Comprehensive metabolic panel: BUN (blood urea nitrogen) rises on high protein intake — this is expected and does not indicate kidney damage in the absence of elevated creatinine. Monitor kidney function with GFR and creatinine.
Inflammatory markers: CRP should improve. If it does not, something else is driving inflammation.
Micronutrients: Vitamin D, B12, folate, and vitamin C (if there is clinical concern). With organ meat consumption, deficiencies are rare.
Thyroid function: T3 can decrease without carbohydrate intake, as insulin facilitates T4-to-T3 conversion. Monitor free T3 specifically. Some patients benefit from cyclical carbohydrate meals to support thyroid function.
Gut health: Consider periodic GI-MAP testing. The microbiome shifts significantly on carnivore — bacterial diversity measured by 16S rRNA may decrease, but this does not automatically indicate harm. Monitor for opportunistic overgrowth and inflammatory markers rather than diversity alone.
Cautions and Contraindications
Eating disorder history: Any severely restrictive dietary protocol can trigger or exacerbate disordered eating patterns. Assess psychological readiness carefully. If orthorexia or restrictive tendencies are present, carnivore is not appropriate regardless of physical benefits.

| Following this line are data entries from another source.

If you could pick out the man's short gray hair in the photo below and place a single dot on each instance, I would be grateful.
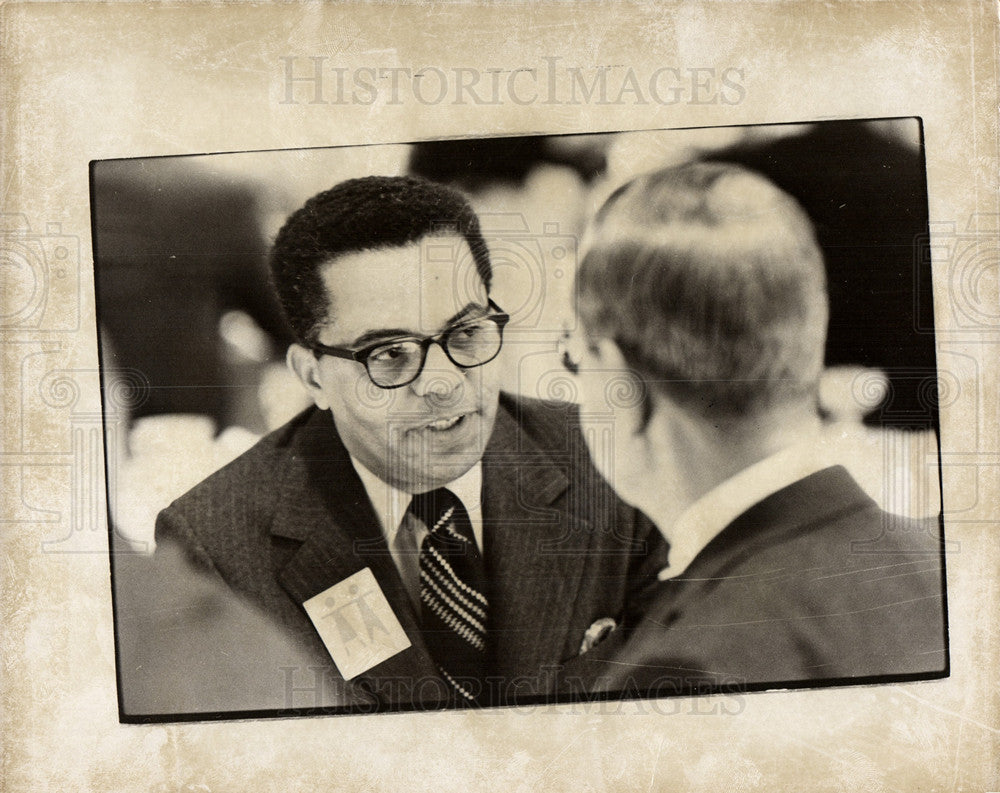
(710, 280)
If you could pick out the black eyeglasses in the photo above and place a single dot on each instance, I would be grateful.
(398, 362)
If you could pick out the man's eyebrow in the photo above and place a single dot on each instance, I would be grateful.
(372, 336)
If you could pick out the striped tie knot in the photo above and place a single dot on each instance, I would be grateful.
(454, 604)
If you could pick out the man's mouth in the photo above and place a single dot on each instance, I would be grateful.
(445, 423)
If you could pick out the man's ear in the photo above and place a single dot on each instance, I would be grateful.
(626, 393)
(305, 366)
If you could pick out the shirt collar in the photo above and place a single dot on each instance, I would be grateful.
(391, 503)
(700, 523)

Kidney disease: High protein intake increases the kidney’s filtration workload. Patients with existing chronic kidney disease (GFR below 60) should not adopt high-protein diets without nephrologist oversight.
Gout: Purines from meat metabolism produce uric acid. Paradoxically, many carnivore dieters report improvement in gout — likely because reduced insulin improves renal uric acid excretion and the elimination of fructose (a potent uric acid driver) offsets the purine load. However, initial flares can occur during adaptation. Monitor uric acid levels.
Pregnancy: Insufficient data exists for strict carnivore during pregnancy. Ensure adequate folate (liver provides this), choline (eggs and liver), and consider a less restrictive animal-based approach rather than strict carnivore.
Always under practitioner supervision for therapeutic use. Carnivore is a clinical tool, not a casual lifestyle choice. Used correctly — as a diagnostic elimination protocol with systematic reintroduction — it reveals what the body can and cannot tolerate with a clarity that no other dietary approach matches.